The generated benchmark iterates over both the lifecycle and test
methods in a tight loop until a minimum of 150ms has passed. This
ensures that enough time has elapsed that the coarse JavaScript timer
(typically 15ms) doesn't have a large impact upon the final results.
-
Time bounded Ranges.
Specifying -limit in the metadata for the last parameter causes the BenchmarkGenerator to introduce a time limit on the range of values for that last parameter:
if (numLoops == 1 && duration > 1000) {
permutationIt.skipCurrentRange();
}
If any particular permutation takes longer than 1000ms to execute, the
benchmark skips the rest of the values in the last range.
-
Results reporting.
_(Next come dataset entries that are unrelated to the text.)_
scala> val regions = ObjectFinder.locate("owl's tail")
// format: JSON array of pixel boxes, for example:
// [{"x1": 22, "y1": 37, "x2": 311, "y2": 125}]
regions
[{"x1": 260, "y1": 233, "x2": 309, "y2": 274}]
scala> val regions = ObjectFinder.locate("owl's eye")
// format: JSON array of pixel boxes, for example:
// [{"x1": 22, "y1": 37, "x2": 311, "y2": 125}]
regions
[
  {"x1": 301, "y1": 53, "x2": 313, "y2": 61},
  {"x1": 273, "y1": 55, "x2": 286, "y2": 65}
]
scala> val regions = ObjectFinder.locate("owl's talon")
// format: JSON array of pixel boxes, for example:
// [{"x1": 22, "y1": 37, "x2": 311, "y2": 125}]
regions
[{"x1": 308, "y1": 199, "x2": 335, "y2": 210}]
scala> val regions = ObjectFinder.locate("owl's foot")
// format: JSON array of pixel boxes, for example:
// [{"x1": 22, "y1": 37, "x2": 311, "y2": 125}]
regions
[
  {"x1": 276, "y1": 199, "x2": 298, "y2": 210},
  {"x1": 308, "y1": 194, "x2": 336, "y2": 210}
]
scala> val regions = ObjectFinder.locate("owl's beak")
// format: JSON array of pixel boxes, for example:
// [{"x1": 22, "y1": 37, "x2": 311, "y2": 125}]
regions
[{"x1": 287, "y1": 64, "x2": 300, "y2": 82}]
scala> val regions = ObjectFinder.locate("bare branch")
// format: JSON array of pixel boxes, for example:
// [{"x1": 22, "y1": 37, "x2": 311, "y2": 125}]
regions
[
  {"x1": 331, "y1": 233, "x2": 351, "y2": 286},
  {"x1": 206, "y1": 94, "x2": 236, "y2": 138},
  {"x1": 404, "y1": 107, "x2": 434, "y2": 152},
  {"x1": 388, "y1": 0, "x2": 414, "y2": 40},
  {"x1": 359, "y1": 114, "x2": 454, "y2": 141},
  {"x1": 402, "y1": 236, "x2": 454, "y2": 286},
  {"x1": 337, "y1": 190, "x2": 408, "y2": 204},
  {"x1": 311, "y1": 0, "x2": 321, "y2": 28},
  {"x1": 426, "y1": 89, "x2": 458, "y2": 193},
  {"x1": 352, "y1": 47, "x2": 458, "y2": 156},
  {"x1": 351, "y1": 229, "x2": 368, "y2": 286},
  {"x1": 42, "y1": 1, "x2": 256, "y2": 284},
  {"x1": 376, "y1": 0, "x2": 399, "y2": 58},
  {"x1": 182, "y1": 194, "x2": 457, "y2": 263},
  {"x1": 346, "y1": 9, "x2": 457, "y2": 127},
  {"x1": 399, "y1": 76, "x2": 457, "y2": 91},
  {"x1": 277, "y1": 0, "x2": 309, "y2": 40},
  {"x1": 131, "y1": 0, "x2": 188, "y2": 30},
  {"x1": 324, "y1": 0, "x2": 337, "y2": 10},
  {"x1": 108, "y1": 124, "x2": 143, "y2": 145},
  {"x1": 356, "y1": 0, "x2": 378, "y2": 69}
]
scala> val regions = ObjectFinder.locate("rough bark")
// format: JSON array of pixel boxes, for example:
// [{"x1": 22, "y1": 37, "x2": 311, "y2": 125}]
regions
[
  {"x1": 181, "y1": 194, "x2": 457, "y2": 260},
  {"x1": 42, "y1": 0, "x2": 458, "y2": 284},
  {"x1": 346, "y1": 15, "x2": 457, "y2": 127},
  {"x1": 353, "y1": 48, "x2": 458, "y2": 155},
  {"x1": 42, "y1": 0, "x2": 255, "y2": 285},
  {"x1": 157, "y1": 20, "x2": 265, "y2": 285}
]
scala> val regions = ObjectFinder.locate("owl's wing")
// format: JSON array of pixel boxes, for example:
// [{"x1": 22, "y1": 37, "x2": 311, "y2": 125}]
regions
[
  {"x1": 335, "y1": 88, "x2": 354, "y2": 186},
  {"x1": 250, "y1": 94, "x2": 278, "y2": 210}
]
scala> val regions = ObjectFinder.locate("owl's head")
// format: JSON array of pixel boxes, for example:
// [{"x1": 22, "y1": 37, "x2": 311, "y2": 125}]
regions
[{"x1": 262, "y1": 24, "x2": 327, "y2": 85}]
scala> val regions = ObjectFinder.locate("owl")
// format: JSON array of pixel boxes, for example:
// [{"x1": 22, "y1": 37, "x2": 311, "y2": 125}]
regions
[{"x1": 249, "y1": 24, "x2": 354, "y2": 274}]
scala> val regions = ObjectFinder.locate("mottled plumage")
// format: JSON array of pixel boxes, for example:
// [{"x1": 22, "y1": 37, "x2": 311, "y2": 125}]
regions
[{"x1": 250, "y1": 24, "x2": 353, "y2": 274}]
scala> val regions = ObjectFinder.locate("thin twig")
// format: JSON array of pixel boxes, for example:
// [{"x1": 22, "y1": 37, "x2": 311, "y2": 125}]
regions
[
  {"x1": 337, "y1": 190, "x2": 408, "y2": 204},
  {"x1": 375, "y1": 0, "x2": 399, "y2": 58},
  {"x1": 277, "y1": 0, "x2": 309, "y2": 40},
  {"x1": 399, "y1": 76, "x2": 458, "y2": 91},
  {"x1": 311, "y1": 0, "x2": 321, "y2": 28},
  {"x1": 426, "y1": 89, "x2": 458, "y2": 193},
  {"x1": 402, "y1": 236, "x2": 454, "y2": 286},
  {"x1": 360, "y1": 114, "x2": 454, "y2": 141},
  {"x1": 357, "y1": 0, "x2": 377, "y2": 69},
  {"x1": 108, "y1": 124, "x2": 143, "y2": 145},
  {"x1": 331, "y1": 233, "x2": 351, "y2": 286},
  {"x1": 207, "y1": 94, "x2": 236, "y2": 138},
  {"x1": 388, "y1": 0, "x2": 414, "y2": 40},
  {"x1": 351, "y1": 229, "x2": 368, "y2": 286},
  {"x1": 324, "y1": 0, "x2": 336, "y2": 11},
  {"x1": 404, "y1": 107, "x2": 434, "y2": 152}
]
The results of each permutation are added as a trial on the test results:
TestResults results = getTestResults();
Trial trial = new com.google.gwt.junit.client.Trial();
trial.setRunTimeMillis(__testTiming - __setupTiming);
java.util.Map variables = trial.getVariables();
variables.put("where", where.toString());
variables.put("size", size.toString());
results.getTrials().add(trial);
Report Viewing
The ReportViewer application is composed of the following pieces:
-
The ReportViewer GWT client application
-
The ReportDatabase
-
The ReportServer RPC service
-
The ReportImageServer
ReportViewer
This GWT application presents a summary list of all available
reports in a folder, and allows the user to select one for detailed
viewing. In the detailed view, the application presents the code for
each benchmark method along with its results on each browser. The
results are displayed in a graph and also in tabular format.
ReportDatabase
The
ReportDatabase is the source of benchmark report data. It scans a folder periodically and provides an API to retrieve the available reports:
public List<ReportSummary> getReportSummaries();
public Report getReport(String reportId);
ReportServer
The
ReportServer provides an RPC interface for the
ReportViewer to retrieve benchmark data. It is mostly a remote wrapper around the
ReportDatabase.
public List<ReportSummary> getReportSummaries();
public Report getReport(String reportId);
ReportImageServer
The ReportImageServer provides the graphs for a report. Given a URL identifying a specific benchmark result, the ReportImageServer reads the ReportDatabase, constructs a graph, and writes it to the HTTP stream as a formatted image.
The ReportImageServer accepts URLs in the following format:
/com.google.gwt.junit.viewer.ReportViewer
/test_images
/report-12345.xml
/RemoveCategory
/com.google.gwt.junit.client.ArrayListAndVectorBenchmark
/testArrayListRemoves
/Mozilla/5.0 (X11; U; Linux i686; en-US; rv:1.7.12) Gecko/20050920/
It indicates the report id, the category of the benchmark, the
benchmark class, the benchmark method, and the agent for the results.